The book hit the floor with a reckless thump. As a stabbing mixture of pain and anger gripped her, Georgiana threw herself into the armchair and indulged in a bout of hearty sobs. And why shouldn't she?! Wasn't she always the one to have her hopes so callously raised before being dashed to pieces? Wasn't it always her who bore the brunt of her failures and inadequacies? Wouldn't it be her alone who would remain forever as she was now; unwanted and despairing?
The minutes throbbed passed in silent, salty agony. Georgiana considered her fate through the mist of earthy and hopeless tears. All the moments she had stored up within her, the moments she had since wrapped in the white lace and flowers of memory began to flash in a beautifully desolate landscape before her eyes. Her parents, perceived most flatteringly by her child self. Her brother, always her shelter, always her saviour. George Wickham, the rocky shore she once crashed upon, the first gash to her heart. Struggling through the fresh wave of anguish, Georgiana allowed herself to proceed to consider the fresh wound, the one which stung anew as she wept. Edward Middleton, for whom not even her fortune was enough. This was adding insult to injury, she thought, feeling a spark of anger ignite once more within her and burning back at least some of the blackness. Edward Middleton, of whom she had had such high and lovely hopes. Edward Middleton... who had since married another.
Georgiana felt a warm hand touch her head. The fingers wound around her curls and brushed them away from her tear-soaked face. She didn't look up. She knew exactly who it was. Elizabeth.
"There, there," Elizabeth whispered gently, perching on the edge of the chair. "Ssshh..."
"I... I c-can't!" Georgiana sobbed. "I c-can't stop!"
At this, Elizabeth wrapped her arms and shawl around her beloved sister-in-law, the girl who had grown as close to heart as her own sisters. Georgiana settled her head in the crook of Elizabeth"s shoulder.
"H-How did you know I w-was h-here?" she asked in a muffled voice. "Did I w-wake you?"
"No, no," Elizabeth soothed. "I was already awake. I heard your footsteps."
Georgiana nodded and allowed herself another moment of fierce weeping, Elizabeth"s patient and loving hand stroking down every sob.
The pain was shared. Elizabeth, ever in tune with the sufferings of those nearest to her, had herself felt the ruthless wounds as each was inflicted on Georgiana"s heart. She too found that sleep often evaded her when she thought of her dear young sister-in-law, who had been so cruelly worked on despite their best efforts to prevent it, to protect their beloved charge from the malice and malevolence of unworthy men.
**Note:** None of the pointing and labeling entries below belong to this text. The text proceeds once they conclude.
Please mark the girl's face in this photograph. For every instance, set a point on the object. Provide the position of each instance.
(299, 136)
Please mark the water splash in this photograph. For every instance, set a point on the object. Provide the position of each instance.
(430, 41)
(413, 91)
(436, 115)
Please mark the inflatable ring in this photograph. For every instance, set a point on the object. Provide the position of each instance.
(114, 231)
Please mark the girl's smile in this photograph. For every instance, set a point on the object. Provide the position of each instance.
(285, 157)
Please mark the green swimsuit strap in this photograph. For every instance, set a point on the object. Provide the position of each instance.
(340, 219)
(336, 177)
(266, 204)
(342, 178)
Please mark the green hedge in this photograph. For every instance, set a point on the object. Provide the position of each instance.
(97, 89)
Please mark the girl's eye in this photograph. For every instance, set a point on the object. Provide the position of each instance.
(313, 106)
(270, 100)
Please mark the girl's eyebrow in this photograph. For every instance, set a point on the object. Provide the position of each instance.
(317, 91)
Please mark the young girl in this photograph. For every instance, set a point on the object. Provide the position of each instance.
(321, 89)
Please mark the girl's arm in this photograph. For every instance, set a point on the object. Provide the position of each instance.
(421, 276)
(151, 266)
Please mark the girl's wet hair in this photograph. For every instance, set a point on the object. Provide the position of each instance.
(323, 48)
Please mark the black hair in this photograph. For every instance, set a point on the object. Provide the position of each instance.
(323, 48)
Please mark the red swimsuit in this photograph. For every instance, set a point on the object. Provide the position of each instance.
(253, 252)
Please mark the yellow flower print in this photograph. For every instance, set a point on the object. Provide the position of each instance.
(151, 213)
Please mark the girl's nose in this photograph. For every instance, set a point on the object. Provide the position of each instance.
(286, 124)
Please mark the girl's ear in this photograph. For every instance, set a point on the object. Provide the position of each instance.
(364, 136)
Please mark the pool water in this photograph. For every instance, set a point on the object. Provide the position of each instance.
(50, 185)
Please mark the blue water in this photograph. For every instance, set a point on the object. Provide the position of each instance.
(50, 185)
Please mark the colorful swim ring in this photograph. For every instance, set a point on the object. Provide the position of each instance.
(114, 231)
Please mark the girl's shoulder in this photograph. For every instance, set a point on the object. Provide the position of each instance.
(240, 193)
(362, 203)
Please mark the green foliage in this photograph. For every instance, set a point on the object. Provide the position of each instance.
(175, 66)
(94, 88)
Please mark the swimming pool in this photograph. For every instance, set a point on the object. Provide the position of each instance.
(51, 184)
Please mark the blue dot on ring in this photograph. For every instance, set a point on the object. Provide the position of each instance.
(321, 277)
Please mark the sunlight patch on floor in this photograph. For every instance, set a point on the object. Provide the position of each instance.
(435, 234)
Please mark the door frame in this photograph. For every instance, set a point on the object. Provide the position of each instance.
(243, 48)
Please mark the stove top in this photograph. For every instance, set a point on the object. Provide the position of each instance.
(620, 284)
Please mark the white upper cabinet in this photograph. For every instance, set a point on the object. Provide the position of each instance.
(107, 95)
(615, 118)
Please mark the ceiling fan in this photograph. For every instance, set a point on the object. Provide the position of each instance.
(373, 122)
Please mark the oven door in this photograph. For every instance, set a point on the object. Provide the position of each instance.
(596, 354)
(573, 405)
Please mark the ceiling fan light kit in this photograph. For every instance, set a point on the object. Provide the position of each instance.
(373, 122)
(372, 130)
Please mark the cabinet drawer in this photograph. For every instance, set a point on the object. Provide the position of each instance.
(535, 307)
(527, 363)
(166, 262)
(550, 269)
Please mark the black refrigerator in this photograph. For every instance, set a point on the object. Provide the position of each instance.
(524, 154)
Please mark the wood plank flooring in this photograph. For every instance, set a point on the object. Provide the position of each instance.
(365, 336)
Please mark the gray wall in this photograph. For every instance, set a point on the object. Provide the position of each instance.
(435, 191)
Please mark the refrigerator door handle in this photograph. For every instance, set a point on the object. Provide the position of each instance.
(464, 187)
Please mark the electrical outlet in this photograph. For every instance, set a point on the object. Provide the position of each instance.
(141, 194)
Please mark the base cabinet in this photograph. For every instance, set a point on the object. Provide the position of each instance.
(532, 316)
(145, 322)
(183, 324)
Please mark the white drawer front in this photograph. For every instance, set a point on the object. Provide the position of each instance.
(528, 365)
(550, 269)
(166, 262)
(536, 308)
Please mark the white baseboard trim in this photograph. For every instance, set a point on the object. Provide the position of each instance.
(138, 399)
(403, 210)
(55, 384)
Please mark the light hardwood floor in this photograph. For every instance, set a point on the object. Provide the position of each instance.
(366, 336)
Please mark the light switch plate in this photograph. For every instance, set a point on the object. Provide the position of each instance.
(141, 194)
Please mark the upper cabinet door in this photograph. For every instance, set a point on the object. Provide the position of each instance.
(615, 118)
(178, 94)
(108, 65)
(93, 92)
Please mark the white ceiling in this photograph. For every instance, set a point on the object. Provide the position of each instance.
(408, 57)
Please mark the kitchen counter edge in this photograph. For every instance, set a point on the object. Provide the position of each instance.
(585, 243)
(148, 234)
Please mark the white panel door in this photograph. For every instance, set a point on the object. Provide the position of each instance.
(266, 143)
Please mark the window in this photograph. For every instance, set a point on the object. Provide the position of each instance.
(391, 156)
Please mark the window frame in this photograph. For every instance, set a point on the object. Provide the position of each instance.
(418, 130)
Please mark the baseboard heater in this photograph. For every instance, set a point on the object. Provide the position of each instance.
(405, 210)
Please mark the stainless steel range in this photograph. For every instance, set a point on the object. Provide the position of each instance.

But, Elizabeth reminded herself bitterly, unworthy men have a way of eluding every endeavour to keep them from their callous goals. Elizabeth exhaled slowly, thanks once again flooding her for the man she had been lucky enough to marry. As if reading her mind, Georgiana looked up with bleary eyes.
"You don't really know what this is like, do you, Lizzy," she sighed. "You have been lucky enough to secure the love of a good and noble man who loves you for yourself and nothing more."
The use of the word "secure" reminded Elizabeth forcibly of Charlotte Lucas, for whom security was the ultimate prize. She then decided to respond with a phrase of her father"s.
"Next to being married, Georgiana, a girl likes to be crossed in love now and then."
"I don't!" Georgiana assured her quietly, brushing tears from her cheeks, which Elizabeth then ran a loving finger down.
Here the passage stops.